The International Health Regulations 2005 (IHR) are an international legal agreement binding on all WHO Member States. All State Parties in the Region, except the Islamic Republic of Iran, fell short of the implementation goals for June 2012. Requests for a 2-year extension supported by plans of implementation were submitted by 17 Member States. Three (Libya, Pakistan and United Arab Emirates) submitted only requests for extension and one country (Somalia) has not complied with the extension requirements. Countries have faced a number of challenges during the implementation of regulations. These include: lack of supportive public health laws and other legal and administrative instruments; insufficient coordination among the different stakeholders at country level and with neighbouring countries; high turnover of qualified personnel; and insufficient financial capacity to cover planned activities.

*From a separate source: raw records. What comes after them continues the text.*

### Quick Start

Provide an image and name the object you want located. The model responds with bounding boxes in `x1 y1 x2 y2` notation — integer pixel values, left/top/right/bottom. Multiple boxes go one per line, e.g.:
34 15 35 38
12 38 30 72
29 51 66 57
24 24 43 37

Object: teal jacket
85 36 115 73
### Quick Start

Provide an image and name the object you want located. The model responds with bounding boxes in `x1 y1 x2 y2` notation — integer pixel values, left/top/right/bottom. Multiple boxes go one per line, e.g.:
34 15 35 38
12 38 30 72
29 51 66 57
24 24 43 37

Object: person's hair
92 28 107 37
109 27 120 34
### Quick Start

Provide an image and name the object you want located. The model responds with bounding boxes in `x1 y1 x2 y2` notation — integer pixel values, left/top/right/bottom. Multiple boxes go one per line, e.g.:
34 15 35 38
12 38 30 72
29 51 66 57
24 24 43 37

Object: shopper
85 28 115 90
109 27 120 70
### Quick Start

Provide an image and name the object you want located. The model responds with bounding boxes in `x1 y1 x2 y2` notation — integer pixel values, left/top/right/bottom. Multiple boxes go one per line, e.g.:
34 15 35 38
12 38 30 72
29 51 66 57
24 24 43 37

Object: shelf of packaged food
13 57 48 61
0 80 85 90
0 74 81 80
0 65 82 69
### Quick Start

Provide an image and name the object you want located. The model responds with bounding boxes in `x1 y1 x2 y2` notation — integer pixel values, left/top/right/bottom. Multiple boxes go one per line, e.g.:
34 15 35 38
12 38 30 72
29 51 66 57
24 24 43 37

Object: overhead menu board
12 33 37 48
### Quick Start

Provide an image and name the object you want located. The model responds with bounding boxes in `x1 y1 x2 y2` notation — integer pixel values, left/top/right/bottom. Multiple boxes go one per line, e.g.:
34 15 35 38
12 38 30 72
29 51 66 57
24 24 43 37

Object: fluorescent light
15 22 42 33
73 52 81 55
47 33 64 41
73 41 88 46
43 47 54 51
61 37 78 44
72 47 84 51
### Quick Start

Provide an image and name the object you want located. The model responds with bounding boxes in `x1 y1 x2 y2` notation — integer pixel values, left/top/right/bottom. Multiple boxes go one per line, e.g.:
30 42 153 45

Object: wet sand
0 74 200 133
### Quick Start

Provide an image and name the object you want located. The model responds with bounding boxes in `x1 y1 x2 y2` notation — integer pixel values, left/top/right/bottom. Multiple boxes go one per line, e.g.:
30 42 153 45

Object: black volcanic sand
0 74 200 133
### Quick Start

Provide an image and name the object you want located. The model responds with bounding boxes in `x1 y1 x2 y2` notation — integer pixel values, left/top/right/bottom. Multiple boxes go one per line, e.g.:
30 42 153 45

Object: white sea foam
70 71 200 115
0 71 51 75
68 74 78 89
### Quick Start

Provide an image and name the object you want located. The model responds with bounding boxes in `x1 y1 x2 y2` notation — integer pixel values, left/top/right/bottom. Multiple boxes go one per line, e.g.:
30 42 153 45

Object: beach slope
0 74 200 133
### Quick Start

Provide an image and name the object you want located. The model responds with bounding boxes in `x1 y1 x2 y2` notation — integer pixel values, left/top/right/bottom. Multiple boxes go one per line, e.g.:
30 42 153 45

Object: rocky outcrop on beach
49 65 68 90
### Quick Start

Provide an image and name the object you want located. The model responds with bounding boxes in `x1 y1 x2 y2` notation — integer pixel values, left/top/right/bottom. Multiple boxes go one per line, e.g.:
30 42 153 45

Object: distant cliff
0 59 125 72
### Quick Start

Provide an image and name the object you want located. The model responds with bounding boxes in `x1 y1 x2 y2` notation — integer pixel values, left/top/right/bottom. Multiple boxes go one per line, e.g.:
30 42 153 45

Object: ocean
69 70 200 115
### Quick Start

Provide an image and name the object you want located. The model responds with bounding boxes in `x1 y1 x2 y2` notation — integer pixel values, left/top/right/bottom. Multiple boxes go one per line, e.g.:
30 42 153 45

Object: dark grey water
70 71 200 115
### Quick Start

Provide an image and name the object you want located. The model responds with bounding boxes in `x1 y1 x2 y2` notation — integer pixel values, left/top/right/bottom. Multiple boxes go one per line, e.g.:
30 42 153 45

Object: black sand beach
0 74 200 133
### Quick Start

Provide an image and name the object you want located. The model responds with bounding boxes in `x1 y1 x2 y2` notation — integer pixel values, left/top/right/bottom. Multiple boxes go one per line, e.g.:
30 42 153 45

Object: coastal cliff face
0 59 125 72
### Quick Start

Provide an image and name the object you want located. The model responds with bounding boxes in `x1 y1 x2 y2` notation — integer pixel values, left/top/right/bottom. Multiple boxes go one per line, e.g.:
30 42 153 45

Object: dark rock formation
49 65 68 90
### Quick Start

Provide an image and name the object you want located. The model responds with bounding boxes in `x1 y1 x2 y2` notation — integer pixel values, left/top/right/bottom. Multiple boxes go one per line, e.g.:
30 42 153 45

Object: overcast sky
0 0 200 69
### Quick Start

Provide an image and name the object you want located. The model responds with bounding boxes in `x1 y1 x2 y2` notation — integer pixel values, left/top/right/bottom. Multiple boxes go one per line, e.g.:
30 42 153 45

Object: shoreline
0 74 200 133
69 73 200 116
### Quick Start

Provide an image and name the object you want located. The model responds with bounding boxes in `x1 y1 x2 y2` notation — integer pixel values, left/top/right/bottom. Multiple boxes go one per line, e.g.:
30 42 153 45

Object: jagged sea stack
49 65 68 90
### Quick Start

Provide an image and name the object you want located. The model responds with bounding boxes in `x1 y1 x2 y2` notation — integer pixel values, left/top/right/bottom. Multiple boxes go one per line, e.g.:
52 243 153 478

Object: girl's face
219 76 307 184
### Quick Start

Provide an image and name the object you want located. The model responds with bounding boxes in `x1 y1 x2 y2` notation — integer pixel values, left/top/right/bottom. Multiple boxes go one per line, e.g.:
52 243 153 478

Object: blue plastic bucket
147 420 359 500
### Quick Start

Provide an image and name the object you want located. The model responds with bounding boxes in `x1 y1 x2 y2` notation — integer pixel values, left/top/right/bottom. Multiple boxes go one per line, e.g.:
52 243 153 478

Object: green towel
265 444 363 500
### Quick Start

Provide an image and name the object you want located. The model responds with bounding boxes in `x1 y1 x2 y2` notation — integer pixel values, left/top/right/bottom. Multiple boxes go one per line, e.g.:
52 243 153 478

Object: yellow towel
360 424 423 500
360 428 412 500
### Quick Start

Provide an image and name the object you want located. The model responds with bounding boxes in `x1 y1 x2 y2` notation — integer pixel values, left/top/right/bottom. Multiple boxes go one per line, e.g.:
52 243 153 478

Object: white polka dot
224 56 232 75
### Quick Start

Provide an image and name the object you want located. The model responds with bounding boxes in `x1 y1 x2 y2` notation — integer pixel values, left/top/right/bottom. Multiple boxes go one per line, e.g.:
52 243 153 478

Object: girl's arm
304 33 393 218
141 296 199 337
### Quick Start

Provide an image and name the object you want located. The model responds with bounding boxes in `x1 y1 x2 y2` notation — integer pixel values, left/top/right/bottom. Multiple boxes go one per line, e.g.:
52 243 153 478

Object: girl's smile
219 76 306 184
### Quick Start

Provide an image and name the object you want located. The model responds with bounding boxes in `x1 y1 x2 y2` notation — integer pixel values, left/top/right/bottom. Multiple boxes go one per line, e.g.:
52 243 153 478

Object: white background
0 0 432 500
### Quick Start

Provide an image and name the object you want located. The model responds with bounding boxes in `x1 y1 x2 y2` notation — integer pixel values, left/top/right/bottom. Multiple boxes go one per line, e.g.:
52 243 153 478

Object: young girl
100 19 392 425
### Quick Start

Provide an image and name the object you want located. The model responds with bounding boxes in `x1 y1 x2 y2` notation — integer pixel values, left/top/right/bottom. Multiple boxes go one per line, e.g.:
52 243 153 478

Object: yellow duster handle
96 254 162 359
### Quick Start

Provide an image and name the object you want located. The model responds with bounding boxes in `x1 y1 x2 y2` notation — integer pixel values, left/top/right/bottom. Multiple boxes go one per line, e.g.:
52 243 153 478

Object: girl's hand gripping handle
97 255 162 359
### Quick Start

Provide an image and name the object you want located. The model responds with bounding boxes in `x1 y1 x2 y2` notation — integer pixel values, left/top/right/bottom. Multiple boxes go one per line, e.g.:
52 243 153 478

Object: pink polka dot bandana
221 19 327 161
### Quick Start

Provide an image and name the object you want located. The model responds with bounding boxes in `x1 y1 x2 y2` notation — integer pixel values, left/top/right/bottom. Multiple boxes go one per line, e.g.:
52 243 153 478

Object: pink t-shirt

There was marked progress in developing and sustaining several of the requirements for implementation of the regulations in the Region, with regional implementation of the requirements estimated at 67%, based on data collected through the 2011 monitoring questionnaire. However, many requirements remain a challenge and need further work. These include: implementing the new legislation and national policies put in place to facilitate the implementation of the regulations; testing existing coordination mechanisms among the different stakeholders; evaluating the early warning function of the indicator-based surveillance; establishing event-based surveillance; and strengthening cross-border surveillance. Furthermore, programmes for protecting health care workers and monitoring systems for antimicrobial resistance need to be established. National preparedness and response plans need to be tested. Many requirements in the general obligations, as well as effective surveillance and response at points of entry also need to be fulfilled. Meeting the requirements for detecting and responding to foodborne disease and food contamination and in detecting and responding to chemical and radionuclear emergencies are other areas that need to be considered. Effective communications, coordination and collaboration among different sectors and enhancement of human resources are vital to efficient application of the regulations.


1 For tuberculosis case detection, WHO receives data a year later, thus case detection data relate to 2011 and treatment outcome data to 2012.